High Limit: For each Level, this is the measured value above which the programmed automatic action will be performed by the Davicom unit. Maximum 6 digits without decimals, maximum 4 digits after the point.

Hysteresis (High): Once the High Limit has been reached and the appropriate automatic Action has been taken, small oscillations of the input signal might occur around the High Limit. To prevent false Return to Normal messages and false automatic Actions to be performed repetitively, you can set a Hysteresis value for the High Limit of each Level. This way, Return to Normal condition will only occur when the measured value decreases below the High limit minus Hysteresis High. Maximum 6 digits without decimals, maximum 4 digits after the point.
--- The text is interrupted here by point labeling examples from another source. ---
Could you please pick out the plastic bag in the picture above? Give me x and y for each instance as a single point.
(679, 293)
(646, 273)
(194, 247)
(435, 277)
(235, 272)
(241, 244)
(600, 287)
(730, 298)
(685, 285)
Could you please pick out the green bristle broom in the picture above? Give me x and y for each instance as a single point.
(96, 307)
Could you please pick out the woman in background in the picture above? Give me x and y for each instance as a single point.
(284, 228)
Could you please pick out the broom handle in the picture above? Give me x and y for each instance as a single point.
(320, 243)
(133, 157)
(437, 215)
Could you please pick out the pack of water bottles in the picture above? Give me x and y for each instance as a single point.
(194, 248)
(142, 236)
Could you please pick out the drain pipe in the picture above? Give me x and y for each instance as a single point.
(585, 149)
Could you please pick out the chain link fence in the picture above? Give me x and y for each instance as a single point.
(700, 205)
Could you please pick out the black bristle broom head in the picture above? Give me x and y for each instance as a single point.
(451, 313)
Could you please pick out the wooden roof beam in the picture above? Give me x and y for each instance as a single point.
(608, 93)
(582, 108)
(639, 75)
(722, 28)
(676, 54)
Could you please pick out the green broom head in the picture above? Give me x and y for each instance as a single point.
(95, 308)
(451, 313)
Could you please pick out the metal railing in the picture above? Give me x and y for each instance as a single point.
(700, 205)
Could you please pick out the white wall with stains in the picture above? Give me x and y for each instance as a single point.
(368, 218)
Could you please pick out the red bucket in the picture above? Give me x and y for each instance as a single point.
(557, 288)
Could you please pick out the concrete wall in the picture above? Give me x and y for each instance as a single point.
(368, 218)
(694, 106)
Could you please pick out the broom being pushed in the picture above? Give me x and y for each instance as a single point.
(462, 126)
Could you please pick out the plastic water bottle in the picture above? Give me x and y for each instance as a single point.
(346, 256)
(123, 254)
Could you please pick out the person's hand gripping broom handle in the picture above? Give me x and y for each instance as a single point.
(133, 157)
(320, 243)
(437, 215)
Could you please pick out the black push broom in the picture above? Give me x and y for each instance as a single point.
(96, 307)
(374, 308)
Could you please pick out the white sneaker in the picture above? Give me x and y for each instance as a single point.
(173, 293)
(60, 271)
For example, consider a metering input with the following Level1 settings: Low Limit of 45, Hysteresis Low of 15, High Limit of 200 and Hysteresis High of 30.

Example of Level1 Limits and Hysteresis

The light grey automatic action zone representing the metering input at its active level begins once the High Limit (200) has been exceeded, and remains in that state for as long as the value of the input remains above the High Limit minus Hysteresis High (200-30=170). The dark grey automatic action zone representing again the metering input at its active level begins once the Low Limit (45) has been reached, and remains in that state for as long as the value of the input remains below the Low Limit plus Hysteresis Low (45+15=60).

Controlled Relays: For each Level, the Davicom can act automatically on up to 6 different relays (physical or virtual) when the metering input has reached the Low or High Limit (subject to a qualifier). Use the xRyy identifier for physical relays and xOyyy for virtual relays. By default, relays will react in the Follow operating mode if you do not add any letter to the relay identifier. For the Latch mode, you must add the letter L to the relay identifier. For the Davicom to pulse a relay, you must add the letter P to its identifier. For the Davicom to release a relay, you must add the letter R to its identifier (1R04R for example).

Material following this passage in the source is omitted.